The Fooler is partly a farewell to and reclamation of a version of Waterhouse’s past existence framed by a city that is part dream, part reality and part potential – a tale of city haunted by song – a place filled with 45s produced by people like Bert Berns or released on Scepter, Wand, Atlantic and Verve and heard on the jukeboxes in iconic San Francisco institutions like Tosca, Specs and Trieste in North Beach
“We had a joke in the studio,” says Nick Waterhouse. “Some of the guys were like, ‘Nick, you’re gonna end up at a press conference like Dylan in ’65: “Who’s The Fooler?” ‘I don’t know, man, maybe it’s you! Maybe it’s me. Maybe I’m becoming The Fooler right now…’”
The title of the sixth album from the Californian singer-songwriter is more than just the name of one of its dozen immaculate tracks. The Fooler is both a clue and a red herring.

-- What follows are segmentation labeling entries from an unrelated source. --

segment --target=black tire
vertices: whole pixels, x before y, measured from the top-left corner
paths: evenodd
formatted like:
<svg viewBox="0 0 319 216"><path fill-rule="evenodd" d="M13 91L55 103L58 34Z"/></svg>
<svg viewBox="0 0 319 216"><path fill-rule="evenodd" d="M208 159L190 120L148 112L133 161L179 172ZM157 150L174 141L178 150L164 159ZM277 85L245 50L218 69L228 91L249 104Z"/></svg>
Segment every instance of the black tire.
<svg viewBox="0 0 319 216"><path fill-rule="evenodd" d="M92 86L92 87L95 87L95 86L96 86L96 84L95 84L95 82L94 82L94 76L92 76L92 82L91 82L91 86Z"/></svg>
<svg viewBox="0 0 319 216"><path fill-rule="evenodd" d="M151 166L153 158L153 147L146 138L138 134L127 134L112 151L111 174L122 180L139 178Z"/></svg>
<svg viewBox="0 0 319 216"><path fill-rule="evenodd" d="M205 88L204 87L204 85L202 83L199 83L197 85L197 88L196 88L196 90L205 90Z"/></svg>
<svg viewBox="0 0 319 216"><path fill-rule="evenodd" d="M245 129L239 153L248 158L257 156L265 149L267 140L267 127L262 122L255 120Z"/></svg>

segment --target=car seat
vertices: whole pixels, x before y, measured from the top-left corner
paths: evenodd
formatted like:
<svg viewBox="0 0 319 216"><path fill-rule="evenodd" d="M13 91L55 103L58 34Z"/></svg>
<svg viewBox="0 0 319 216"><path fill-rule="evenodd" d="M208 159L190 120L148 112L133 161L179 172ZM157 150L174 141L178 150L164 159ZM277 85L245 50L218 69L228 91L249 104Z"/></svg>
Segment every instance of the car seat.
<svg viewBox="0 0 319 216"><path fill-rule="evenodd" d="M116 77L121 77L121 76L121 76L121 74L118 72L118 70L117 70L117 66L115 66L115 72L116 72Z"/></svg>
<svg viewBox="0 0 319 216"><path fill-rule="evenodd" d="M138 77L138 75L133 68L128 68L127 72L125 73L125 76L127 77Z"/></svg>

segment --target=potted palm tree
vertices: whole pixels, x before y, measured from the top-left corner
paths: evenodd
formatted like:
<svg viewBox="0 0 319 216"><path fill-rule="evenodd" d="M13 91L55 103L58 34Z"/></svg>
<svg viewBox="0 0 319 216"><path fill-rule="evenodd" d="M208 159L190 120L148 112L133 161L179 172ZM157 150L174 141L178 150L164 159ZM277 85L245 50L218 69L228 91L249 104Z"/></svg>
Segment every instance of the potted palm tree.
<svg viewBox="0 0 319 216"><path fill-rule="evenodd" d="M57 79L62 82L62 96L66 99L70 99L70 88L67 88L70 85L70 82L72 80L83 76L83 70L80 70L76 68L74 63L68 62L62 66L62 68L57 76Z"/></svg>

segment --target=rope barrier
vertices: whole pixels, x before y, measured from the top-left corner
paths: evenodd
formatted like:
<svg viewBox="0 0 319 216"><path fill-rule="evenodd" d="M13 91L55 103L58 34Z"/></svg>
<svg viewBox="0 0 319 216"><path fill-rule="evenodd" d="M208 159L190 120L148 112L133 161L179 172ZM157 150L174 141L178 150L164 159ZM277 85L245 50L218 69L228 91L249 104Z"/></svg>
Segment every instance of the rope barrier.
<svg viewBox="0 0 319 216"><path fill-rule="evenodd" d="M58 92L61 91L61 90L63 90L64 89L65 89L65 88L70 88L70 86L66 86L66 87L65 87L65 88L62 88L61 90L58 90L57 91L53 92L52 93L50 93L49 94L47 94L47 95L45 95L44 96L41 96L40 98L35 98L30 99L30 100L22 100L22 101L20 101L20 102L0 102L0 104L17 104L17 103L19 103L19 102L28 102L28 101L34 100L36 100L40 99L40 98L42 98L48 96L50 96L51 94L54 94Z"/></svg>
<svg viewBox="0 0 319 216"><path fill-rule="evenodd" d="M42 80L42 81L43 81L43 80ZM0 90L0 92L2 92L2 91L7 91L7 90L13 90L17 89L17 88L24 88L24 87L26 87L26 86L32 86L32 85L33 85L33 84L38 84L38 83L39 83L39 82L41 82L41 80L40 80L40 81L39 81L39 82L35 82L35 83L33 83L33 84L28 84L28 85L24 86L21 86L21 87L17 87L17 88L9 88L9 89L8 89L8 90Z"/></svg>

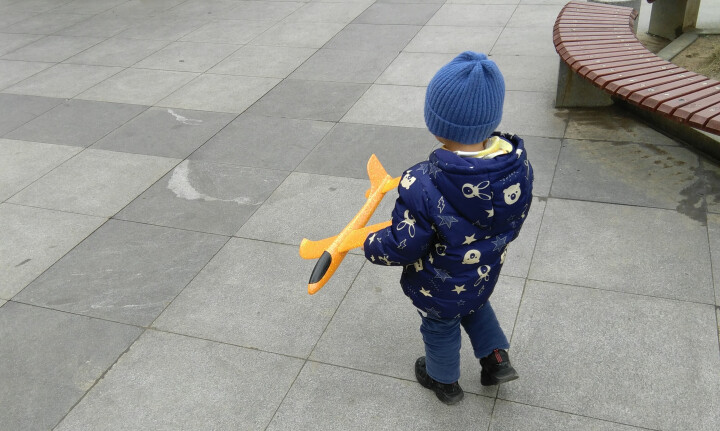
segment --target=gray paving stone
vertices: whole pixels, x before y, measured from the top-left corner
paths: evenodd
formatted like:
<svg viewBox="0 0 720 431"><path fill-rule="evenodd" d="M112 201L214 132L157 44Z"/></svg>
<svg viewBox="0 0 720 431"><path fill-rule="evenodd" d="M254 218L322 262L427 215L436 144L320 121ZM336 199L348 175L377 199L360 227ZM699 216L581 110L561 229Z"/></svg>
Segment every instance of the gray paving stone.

The Fooler is the observed and the observer, narrator and subject, truth and lie. The Fooler is the shadow and reflection of a city the artist knows sufficiently well to wander with his eyes closed, and a place which very possibly never even existed. The Fooler is not so much an unreliable narrator as a constantly shifting perspective. The Fooler is the new album by Nick Waterhouse, and it’s a lot.
Today the artist shares two new album singles and videos for “Hide And Seek” and “The Fooler.” “Hide And Seek” puts you in the city of dreams that The Fooler unfolds in – and the sound is the place. This track was initially conceived in the summer of 2021 in California, looking out at the coast of the Long Beach harbor. It was a surreal afternoon as massive freighters hung on the horizon, like spaceships in some science fiction film waiting to invade the coast. The whole effect threw into contrast the largeness and terror of the inner life that an insecure relationship can hold. And title track “The Fooler” is about how your own heart and your memories can betray you in really nice ways. Waterhouse also created another way fans can tune in to the music. As depicted in the “Hide and Seek” music video, people can dial into his The Fooler radio show on KFLR and request the new singles. Lines are now live at +44 20 3514 0357.
“Many of the stories in the record come from that feeling of plasticity,” says Waterhouse. “What is memory? What is time? What is love between two human beings like in this imaginary city? It’s Cubist. A listener sees the angles of my life – and inexorably, my career – reflected in this work from all sides at once. I started thinking again about my university days, about modernist writers like Virginia Woolf, Christopher Isherwood, Hart Crane, or Ford Maddox Ford; about memory and how it betrays you; what you can see and what you can’t.”
Recorded by Mark Neill in Valdosta, Georgia, the album is a song-cycle of sorts, the arc of the album telling a tale of a city and its denizens. “There’s a phase shift that occurred writing this record,” says Waterhouse. “I had a breakthrough in how to tell stories in songs. It’s like an epiphany. I started realizing how I could bend time in these words and a lot of the things that weave through the record. I have a perspective as a narrator now, instead of being the occupant of the songs.”